ART. 29. There shall be no establishment of any one religious sect in this State in preference to another; and no clergyman or preacher of the gospel, of any denomination, shall be capable of holding any civil once in this State, or of being a member of either of the branches of the legislature, while they continue in the exercise of the pastoral function.
A jurisdictional separation between church and state was maintained by prohibiting a “clergyman or preacher of the gospel, of any denomination” from “holding any civil office” in the state, “or of being a member of either of the branches of the legislature, while they continue in the exercise of the pastoral function” (Art. 29). Let me repeat. This state prohibition was in effect prior to 1787, and Article VI, sec. 1 in the Constitution did nothing to change this at the state level.

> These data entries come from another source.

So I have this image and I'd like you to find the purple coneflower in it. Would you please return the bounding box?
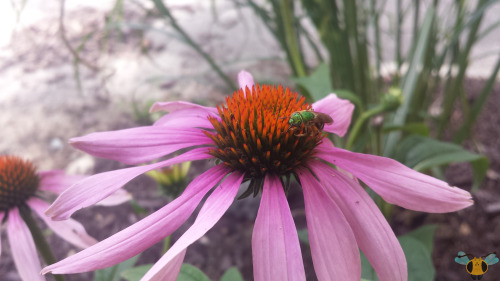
[0,155,102,281]
[43,71,472,281]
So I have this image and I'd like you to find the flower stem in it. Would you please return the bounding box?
[346,105,386,150]
[19,205,64,281]
[281,0,307,77]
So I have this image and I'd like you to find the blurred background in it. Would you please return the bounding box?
[0,0,500,280]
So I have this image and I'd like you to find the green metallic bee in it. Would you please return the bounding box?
[286,110,333,137]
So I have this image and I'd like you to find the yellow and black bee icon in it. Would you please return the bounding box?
[455,251,499,280]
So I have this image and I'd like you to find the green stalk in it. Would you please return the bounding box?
[344,0,369,101]
[394,1,403,84]
[151,0,238,90]
[453,49,500,144]
[280,0,307,77]
[345,104,387,150]
[437,0,487,138]
[19,205,64,281]
[370,0,382,90]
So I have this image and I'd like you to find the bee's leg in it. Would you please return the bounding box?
[295,126,308,137]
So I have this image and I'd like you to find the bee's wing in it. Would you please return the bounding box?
[484,253,499,265]
[455,251,469,265]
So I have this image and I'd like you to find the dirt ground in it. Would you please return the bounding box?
[0,2,500,281]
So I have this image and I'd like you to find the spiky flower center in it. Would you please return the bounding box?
[207,85,324,195]
[0,155,40,211]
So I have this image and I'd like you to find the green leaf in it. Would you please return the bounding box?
[292,63,333,100]
[361,225,436,281]
[292,63,361,107]
[120,264,153,281]
[395,135,489,190]
[383,123,429,137]
[398,235,436,281]
[384,6,436,156]
[177,263,210,281]
[297,228,309,246]
[220,266,245,281]
[94,254,140,281]
[359,252,378,281]
[401,224,437,253]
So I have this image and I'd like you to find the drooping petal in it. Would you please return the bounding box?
[298,169,361,281]
[27,198,97,248]
[151,249,186,281]
[153,108,220,129]
[96,189,132,206]
[7,208,45,281]
[38,170,86,194]
[238,70,255,91]
[46,145,212,220]
[141,172,243,281]
[316,146,473,213]
[312,94,354,137]
[0,212,5,256]
[42,165,229,274]
[149,101,217,113]
[252,176,306,281]
[70,126,213,164]
[310,161,408,281]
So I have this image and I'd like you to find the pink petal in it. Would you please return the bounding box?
[38,170,86,194]
[311,161,408,281]
[238,70,255,91]
[149,101,217,113]
[316,146,473,213]
[42,165,229,274]
[45,147,212,220]
[252,176,306,281]
[27,198,97,248]
[7,208,45,281]
[312,94,354,137]
[298,169,361,281]
[96,189,132,206]
[141,172,243,281]
[148,250,186,281]
[70,126,213,164]
[0,212,5,256]
[153,108,219,129]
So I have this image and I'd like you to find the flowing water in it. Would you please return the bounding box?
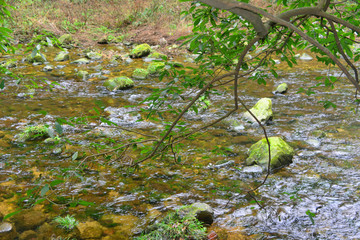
[0,46,360,239]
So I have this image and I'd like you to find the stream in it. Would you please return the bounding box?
[0,45,360,240]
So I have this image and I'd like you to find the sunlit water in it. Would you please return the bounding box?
[0,44,360,239]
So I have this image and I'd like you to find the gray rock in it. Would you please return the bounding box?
[299,53,314,61]
[54,52,70,62]
[0,222,17,240]
[243,98,273,123]
[246,137,295,169]
[179,202,214,224]
[71,58,90,64]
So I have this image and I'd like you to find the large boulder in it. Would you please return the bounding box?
[130,43,151,58]
[246,137,295,169]
[104,77,134,91]
[243,98,273,123]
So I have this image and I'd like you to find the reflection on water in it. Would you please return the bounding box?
[0,46,360,239]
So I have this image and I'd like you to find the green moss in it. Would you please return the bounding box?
[18,125,49,142]
[149,52,167,59]
[246,137,294,169]
[130,43,151,58]
[147,62,165,75]
[104,77,134,91]
[244,98,273,123]
[132,68,149,79]
[135,206,206,240]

Taking your view, then one has to explain how the Constitution of North Carolina in 1776 provided, “That no person who shall deny the being of God or the truth of the Protestant religion, or the divine authority either of the Old or New Testaments, or who shall hold religious principles incompatible with the freedom and safety of the State, shall be capable of holding any office or place of trust or profit in the civil department within this State” and remained in force until 1835, when it was amended by changing the word “Protestant” to “Christian,” and as so amended remained in force until the Constitution of 1868. And in that Constitution among the persons disqualified for office were “all persons who shall deny the being of Almighty God.”
Your understanding of the Constitution is a revisionist version. The Federal Government through the courts has turned the Constitution on its head, and your comments are evidence of this fact. Many of these changes came by way of the passage of the Fourteenth Amendment which has been used to nullify the original intent of the Bill of Rights. Originally the states only wanted to give limited authority and enumerated powers to a national government. Thomas Jefferson made these points in the Kentucky Resolutions of 1798:
“Resolved, that the several States composing the United States of America, are not united on the principle of unlimited submission to their general government; but that by compact under the style and title of a Constitution for the United States and of amendments thereto, they constituted a general government for special purposes, delegated to that government certain definite powers, reserving each State to itself, the residuary mass of right to their own self-government; and that whensoever the general government assumes undelegated powers, its acts are unauthoritative, void, and of no force: That to this compact each State acceded as a State, and is an integral party, its co-States forming, as to itself, the other party….each party has an equal right to judge for itself, as well of infractions as of the mode and measure of redress.”
The very wording of the First Amendment is a brake on the Federal Government: “Congress shall make no law. . . .” If Congress can’t make a law, then it can’t make a law.